In 1968, he became the department's assistant highway director for management services, responsible for finance, budgeting, and other administrative activities. He was also the legislative liaison in Olympia. In September 1969, he was named deputy director, filling the position of George H. Andrews (1969-1975) when Andrews became Director of Highways to replace Charles G. Prahl (1963-1969).

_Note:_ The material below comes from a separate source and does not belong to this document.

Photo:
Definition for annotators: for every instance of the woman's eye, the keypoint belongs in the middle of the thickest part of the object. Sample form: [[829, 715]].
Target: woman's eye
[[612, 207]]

The Highway Commission named Bulley State Highways Director in November 1975, shortly before the Legislature created the Washington State Department of Transportation (WSDOT) to take over the Department of Highways and other related commissions and authorities on September 21, 1977. The State Transportation Commission replaced the Highway Commission, and Bulley was named the new department's first secretary of transportation.
On Bulley's Watch
Bulley served as Secretary of Transportation through the following difficulties and accomplishments:
- a court injunction halting I-90 work through the Snoqualmie Pass (1976);
- the Commission memorandum of understanding with Seattle, Mercer Island, Bellevue, and King County on Interstate 90's design (December 21, 1976);
- the first public vanpooling (1979);
- the sinking of the west half of the Hood Canal Bridge on February 13, 1979;
- the lifting of the federal injunction that had halted Interstate 90's construction between I-5 and I-405 (August 24, 1979);
- the eruption of Mt. Saint Helens on May 18, 1980, which caused the destruction of more than 30 miles of SR 504 and necessitated the closing of 1,000 miles of state highways including stretches of I-5, and I-90.

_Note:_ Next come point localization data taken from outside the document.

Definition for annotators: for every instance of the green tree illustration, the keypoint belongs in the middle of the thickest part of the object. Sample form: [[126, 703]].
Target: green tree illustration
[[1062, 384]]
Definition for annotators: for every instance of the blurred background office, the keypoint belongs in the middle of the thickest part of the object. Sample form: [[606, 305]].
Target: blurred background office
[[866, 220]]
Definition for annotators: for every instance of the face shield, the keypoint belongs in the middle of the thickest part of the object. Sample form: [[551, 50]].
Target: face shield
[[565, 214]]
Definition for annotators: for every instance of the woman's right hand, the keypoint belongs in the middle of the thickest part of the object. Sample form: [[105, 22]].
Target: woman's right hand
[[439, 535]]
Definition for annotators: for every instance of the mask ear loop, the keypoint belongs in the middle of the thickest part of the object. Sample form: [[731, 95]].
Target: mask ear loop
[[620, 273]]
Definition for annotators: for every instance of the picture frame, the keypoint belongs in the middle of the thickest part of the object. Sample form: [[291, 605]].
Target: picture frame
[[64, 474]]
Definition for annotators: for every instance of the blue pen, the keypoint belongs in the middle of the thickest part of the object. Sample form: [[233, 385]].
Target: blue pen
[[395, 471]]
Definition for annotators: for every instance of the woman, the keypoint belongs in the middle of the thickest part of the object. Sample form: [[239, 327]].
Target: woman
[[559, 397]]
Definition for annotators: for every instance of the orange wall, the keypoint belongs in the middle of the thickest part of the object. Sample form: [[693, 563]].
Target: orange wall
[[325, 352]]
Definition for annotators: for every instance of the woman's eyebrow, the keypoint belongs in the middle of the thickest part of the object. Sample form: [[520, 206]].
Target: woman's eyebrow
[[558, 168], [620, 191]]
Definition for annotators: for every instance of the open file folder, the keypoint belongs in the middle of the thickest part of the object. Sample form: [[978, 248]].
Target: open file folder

In November 1979, Bulley announced his plan to retire on February 28, 1980, but due to the Transportation Commission's preoccupation with problems with newly constructed ferries as well as labor issues in the Washington State Ferries system, he agreed to stay on until a suitable replacement could be found. Chair of the Transportation Commission Julia Butler Hansen said, "We are sorry to lose him because it has been with his guiding hand that the department has become one of the most respected agencies in Washington state government" (Burt).
Duane Berentson replaced Bulley as secretary of transportation on May 21, 1981. Bulley subsequently became senior vice-president for H. W. Lochner of Chicago in the firm's Bellevue headquarters. Morrison-Knudsen Company, the company WDSOT hired to manage construction of I-90, later chose H. W. Lochner as a partner in that $4.3 million contract. In 1999, Bulley "pretty well retired" from H. W. Lochner, although he remains with the firm as an advisor to the chairman of the company.